I’m in the process of selling the home that my late wife and I bought when we moved to Lexington, Kentucky. So, the — one consistent issue that the home has had is certain parts of the roof and siding and gutters have not always been the most impervious to intrusion. So, repeatedly, we have had birds get into two different parts of the home. Most consistently, they’ve gone into the attic, originally through the eaves and then more recently through some of the side of the gutters. But, what happened more often — or the problem that arised earlier which I’m actually kind of grateful for, was for a little while, in 2021, 2022, birds were getting in through the chimney of the house which then — which had a cap, but there was a large space at the top of the chimney between the opening and the cap, large enough that birds could pretty easily fall in. And then the trick was they couldn’t really get out.

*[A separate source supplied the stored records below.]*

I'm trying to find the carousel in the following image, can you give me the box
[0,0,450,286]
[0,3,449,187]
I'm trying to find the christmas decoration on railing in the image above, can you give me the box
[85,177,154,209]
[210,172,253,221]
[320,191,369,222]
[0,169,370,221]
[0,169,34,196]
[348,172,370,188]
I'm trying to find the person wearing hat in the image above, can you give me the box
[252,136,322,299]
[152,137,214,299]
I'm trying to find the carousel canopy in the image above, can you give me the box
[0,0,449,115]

So we first discovered this when we came back from visiting family over Christmas 2021, 2022. We got into the house and found that a bunch of things were knocked down. There was bird poop everywhere, unfortunately, and there was a dead bird. So basically, over the next few months, I dragged my feet and I did not, did not take the necessary steps to getting the chimney properly screened in to prevent birds from getting into it. So sometime in Spring of 2022, I was working on campus in the writing center, which is how I got funding that first year and I — Jaci, my late wife, tried to call me and of course I couldn’t receive the call because I was in the basement. So I only found out about it after the fact.

But she called and left a voicemail because another bird had dropped into the chimney. And so the voicemail was actually — she took it while the bird — while she was in the room with the bird as it flew out of the fireplace, knocked a lattice off our window, the lattice came crashing down, partially cracked. The panic in her voice was pretty obvious, but also a note of sort of manic humor, and she basically told me what was going on and asked if I could come home, or asked — and then basically said she didn’t really know what to do, which was fair. I think she ended up using a broom to kind of usher it outside. But all that to say, despite the fact that that was a massive pain and it’s a fair bit of money to keep them out of the chimney and now to keep them out of the attic, at the same time. If I hadn’t — if there hadn’t been the birds situation, I wouldn’t have had that voicemail, and since she passed in 2022, it’s actually one of the very few voicemails I have from her after we got married.